En conséquence, le motif par lequel les premiers juges ont déclaré l'action irrecevable en ce que M. [U] ne démontre pas que le permis de construire du 22 avril 2008 ayant autorisé la construction d'un appentis et d'un local à vélo de 14 m² de SHON a fait l'objet d'une annulation par la juridiction administrative ou que son illégalité a été constatée ne sera pas retenu.



Sur la prescription de l'action, M. et Mme [E] soutiennent que l'action engagée sur le fondement du non-respect du cahier des charges est une action personnelle qui se prescrit par cinq ans conformément aux dispositions de l'article 2224 du code civil, ce que conteste M. [U] qui soutient que la prescription applicable à son action est trentenaire conformément aux dispositions de l'article 2227 du même code au motif que les clauses du cahier des charges ne créent pas des obligations personnelles mais des obligations réelles.



L'article 2224 du code civil dans sa version applicable à l'espèce dispose que les actions personnelles et mobilières se prescrivent pas cinq ans à compter du jour où le titulaire d'un droit a connu ou aurait dû connaître les fait lui permettant de l'exercer.

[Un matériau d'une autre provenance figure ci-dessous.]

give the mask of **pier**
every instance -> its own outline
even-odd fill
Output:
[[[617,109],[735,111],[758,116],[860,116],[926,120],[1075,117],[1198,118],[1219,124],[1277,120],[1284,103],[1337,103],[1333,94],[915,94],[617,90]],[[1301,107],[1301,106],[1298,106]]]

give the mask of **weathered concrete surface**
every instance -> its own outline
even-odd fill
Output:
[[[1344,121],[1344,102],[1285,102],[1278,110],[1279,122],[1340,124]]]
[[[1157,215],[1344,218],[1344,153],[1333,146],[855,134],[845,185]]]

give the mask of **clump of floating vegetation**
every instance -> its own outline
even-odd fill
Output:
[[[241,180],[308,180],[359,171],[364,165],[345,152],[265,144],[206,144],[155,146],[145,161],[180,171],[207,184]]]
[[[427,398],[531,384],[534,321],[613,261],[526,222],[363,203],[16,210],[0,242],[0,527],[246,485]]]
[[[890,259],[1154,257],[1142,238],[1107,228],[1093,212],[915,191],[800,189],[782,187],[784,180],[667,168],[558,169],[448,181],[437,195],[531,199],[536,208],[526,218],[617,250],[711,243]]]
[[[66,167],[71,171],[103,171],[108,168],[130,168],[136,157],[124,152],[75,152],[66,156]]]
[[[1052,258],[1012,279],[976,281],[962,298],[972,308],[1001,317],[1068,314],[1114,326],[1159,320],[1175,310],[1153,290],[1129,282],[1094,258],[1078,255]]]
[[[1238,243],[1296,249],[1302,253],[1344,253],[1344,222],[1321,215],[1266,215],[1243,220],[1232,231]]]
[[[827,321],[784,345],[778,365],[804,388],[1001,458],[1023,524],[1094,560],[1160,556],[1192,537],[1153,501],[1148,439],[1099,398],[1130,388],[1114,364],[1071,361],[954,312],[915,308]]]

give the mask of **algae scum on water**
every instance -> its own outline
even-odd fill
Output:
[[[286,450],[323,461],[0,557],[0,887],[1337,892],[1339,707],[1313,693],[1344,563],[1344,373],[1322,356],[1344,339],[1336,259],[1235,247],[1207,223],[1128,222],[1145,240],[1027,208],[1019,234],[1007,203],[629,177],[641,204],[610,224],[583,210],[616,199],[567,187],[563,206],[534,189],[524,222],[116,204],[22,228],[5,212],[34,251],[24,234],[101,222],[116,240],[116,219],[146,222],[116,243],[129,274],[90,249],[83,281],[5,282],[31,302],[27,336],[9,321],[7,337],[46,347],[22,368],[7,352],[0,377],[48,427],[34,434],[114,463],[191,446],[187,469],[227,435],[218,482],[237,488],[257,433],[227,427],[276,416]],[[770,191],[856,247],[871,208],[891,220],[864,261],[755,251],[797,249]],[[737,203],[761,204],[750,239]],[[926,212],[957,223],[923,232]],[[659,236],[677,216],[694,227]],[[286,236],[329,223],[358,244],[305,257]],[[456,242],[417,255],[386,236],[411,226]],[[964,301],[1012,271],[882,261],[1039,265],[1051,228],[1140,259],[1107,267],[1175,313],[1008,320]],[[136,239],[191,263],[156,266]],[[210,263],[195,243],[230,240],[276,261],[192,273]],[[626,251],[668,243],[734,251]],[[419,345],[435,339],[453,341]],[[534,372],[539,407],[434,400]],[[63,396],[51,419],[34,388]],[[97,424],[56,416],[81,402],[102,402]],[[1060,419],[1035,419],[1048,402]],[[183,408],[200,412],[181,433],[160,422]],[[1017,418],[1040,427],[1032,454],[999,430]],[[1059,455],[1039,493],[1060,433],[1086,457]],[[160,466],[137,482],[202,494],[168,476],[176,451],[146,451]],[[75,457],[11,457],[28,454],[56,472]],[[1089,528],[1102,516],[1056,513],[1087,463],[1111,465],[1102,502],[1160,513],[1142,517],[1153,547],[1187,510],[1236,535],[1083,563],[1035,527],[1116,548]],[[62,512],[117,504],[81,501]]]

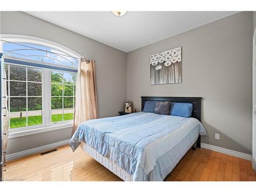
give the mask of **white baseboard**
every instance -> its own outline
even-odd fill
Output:
[[[241,159],[246,159],[249,161],[251,161],[252,160],[251,155],[246,154],[245,153],[239,152],[236,152],[236,151],[230,150],[227,148],[220,147],[219,146],[211,145],[203,143],[201,143],[201,147],[202,148],[207,148],[207,150],[212,150],[215,152],[224,153],[224,154],[239,157]]]
[[[70,139],[65,140],[49,144],[46,145],[41,146],[38,147],[31,148],[29,150],[23,151],[22,152],[14,153],[11,154],[7,155],[6,156],[6,161],[10,161],[13,159],[20,158],[20,157],[25,157],[27,155],[34,154],[42,152],[44,151],[49,150],[50,148],[57,147],[60,146],[64,145],[69,143]]]

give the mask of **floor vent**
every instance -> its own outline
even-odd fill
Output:
[[[50,153],[56,152],[56,151],[57,151],[57,148],[54,148],[54,150],[51,150],[47,151],[47,152],[45,152],[41,153],[40,154],[41,154],[41,155],[45,155],[48,154]]]

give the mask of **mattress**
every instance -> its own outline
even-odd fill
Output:
[[[198,136],[206,134],[196,119],[140,112],[86,121],[70,145],[74,151],[86,143],[132,181],[162,181]]]

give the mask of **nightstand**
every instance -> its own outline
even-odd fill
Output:
[[[131,113],[126,113],[124,111],[119,111],[118,112],[118,113],[119,113],[119,116],[131,114]]]

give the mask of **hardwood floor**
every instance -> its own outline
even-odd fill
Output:
[[[42,156],[35,154],[8,162],[5,179],[25,181],[122,181],[78,147],[68,145]],[[189,151],[167,181],[255,181],[250,161],[197,148]]]

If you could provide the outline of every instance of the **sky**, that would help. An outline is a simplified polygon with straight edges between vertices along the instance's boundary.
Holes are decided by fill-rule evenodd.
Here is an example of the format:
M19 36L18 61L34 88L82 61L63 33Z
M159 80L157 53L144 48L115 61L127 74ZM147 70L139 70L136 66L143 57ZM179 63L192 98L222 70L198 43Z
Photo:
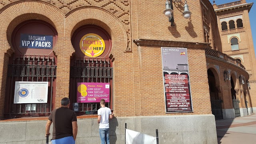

La présente action, formée au visa des articles 1134 et 1143 du code civil dans leur version applicable à l'espèce, l'article 1143 disposant que le créancier a le droit de demander que ce qui aurait été fait par contravention à l'engagement soit détruit et peut se faire autoriser à le détruire aux dépens du débiteur, sans préjudice des dommages et intérêts s'il y a lieu.



L'action est fondée sur le non respect du cahier des charges du lotissement qui constitue un document contractuel dont les clauses engagent les colotis entre eux pour toutes les dispositions qui y sont contenues, quelle que soit sa date, nonobstant le plan local d'urbanisme en vigueur.



Il s'agit en conséquence d'une action personnelle visant à obtenir la démolition des constructions au motif qu'elles ont été édifiées par M. et Mme [E] au mépris de leurs engagements contractuels du fait du cahier des charges et des dommages et intérêts qui se prescrit par cinq ans.



Le délai de prescription a commencé à courir à la date d'achèvement des constructions litigieuses.



Dès lors que M. [U] reconnaît que les constructions litigieuses ont été achevées le 30 juin 2008 mais complétées par le pose d'un bardage en 2010, l'action était prescrite à la date d'inroduction de la présente instance par assignation du 23 septembre 2016.



Il convient en conséquence de déclarer les demandes irrecevables comme prescrites et de confirmer le jugement en toutes ses dispositions.



Il convient de condamner M. [U] à payer à M. et Mme [E] la somme de 3 000 euros au titre de l'article 700 du code de procédure civile.



PAR CES MOTIFS



Statuant publiquement,



Confirme le jugement du tribunal de grande instance d'Evry en date du 11 mars 2019 en toues ses dispositions,



Condamne M. [U] à payer à M. et Mme [E] la somme de 3 000 euros au titre de l'article 700 du code de procédure civile,



Condamne M. [U] aux dépens d'appel dont le recouvrement sera poursuivi par maître Lidia Morelli, membre de la Selarl Morelli, dans les conditions de l'article 699 du code de procédure civile.